In this study, the use of ultrashort echoes in order to visualise collagen did not give rise to a significant correlation. The conventional measurement of T2*long, using echo times longer than the relaxation time of collagen, showed a correlation to picrosirius red, suggesting that the overall voxel T2* is sensitive to the presence of fibrosis, and decreases with increasing collagen content.
The design of this study includes several limitations, which are nonetheless linked to its strengths. The use of clinical scanner hardware and imaging sequences means that while the scanner was not optimised for small animal studies, the techniques used were shown to be immediately translatable to clinical work. The mammary carcinoma model used in this work yielded tumours that varied considerably in presentation, growth rate, and composition; this reflects the clinical presentation of breast cancer and supports the potential of these results for clinical translation.
We have demonstrated the use of a multi-contrast MRI protocol to investigate the properties of chemically-induced mammary carcinoma in a preclinical setting, and have shown the potential of a clinical MT sequence to detect the presence of fibrosis non-invasively.
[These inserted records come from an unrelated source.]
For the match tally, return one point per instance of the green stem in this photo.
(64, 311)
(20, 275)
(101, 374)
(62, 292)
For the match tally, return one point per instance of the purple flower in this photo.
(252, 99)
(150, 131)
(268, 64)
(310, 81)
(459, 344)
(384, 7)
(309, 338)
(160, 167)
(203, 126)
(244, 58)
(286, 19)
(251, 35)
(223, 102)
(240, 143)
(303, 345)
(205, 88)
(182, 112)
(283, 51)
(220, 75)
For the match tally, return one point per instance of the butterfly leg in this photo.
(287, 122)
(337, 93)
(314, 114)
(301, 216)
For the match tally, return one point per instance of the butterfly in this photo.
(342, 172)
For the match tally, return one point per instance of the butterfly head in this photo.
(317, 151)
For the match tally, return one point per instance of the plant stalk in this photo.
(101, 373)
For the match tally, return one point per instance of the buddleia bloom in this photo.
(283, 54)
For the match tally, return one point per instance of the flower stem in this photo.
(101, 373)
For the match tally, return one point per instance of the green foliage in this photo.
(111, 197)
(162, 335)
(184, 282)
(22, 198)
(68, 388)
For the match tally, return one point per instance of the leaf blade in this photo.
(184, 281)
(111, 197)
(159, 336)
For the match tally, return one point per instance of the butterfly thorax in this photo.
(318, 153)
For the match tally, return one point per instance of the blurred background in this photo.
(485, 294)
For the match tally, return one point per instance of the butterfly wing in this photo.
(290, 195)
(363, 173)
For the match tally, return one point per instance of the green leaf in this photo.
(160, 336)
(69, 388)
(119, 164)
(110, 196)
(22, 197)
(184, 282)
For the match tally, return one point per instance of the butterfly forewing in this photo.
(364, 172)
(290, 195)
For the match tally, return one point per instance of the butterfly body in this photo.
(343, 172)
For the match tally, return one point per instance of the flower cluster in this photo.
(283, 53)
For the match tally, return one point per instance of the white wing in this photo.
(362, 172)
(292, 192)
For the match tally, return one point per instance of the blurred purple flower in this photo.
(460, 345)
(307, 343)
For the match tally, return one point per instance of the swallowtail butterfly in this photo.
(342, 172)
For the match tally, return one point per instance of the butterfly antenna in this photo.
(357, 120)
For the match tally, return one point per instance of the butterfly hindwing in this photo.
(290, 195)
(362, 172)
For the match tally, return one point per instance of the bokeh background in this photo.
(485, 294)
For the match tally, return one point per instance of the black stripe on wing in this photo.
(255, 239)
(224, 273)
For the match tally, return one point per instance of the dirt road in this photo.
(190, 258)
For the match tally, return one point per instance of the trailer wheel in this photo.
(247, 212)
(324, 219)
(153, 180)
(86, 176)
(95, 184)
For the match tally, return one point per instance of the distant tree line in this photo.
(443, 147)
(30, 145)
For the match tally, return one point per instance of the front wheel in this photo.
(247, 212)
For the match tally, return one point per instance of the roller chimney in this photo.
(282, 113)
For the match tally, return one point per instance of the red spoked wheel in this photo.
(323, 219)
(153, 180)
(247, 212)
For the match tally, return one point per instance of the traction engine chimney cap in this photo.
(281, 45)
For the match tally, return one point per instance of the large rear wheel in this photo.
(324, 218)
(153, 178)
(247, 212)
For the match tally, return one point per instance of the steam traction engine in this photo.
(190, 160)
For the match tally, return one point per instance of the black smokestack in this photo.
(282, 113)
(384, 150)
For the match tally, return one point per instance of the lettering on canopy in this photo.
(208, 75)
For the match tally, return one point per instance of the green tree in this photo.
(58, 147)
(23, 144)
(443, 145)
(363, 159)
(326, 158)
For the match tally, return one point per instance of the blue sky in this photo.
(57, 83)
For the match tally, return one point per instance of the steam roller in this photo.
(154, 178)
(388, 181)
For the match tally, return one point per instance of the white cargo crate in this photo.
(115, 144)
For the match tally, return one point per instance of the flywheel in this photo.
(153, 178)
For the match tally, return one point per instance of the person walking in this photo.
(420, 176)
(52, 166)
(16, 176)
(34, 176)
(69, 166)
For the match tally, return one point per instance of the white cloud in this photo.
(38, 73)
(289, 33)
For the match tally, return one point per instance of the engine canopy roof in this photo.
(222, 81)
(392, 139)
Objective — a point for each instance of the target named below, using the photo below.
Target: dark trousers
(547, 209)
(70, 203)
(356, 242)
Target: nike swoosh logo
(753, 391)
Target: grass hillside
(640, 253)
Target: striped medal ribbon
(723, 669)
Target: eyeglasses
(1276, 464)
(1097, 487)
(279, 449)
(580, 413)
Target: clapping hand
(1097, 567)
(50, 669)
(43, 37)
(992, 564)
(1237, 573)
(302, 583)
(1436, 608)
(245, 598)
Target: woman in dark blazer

Results from MT parameters outperformed those from multiple-b-value DWI and UTE imaging in detecting and quantifying intratumoral collagen, potentially providing information of biological relevance to support clinical assessment. Given that the presence of fibrosis is known to be a prognostic factor in mammary carcinoma, and may be induced following radiation therapy [
39,
40], the results of this study support the inclusion of MT protocols in clinical breast MRI examinations.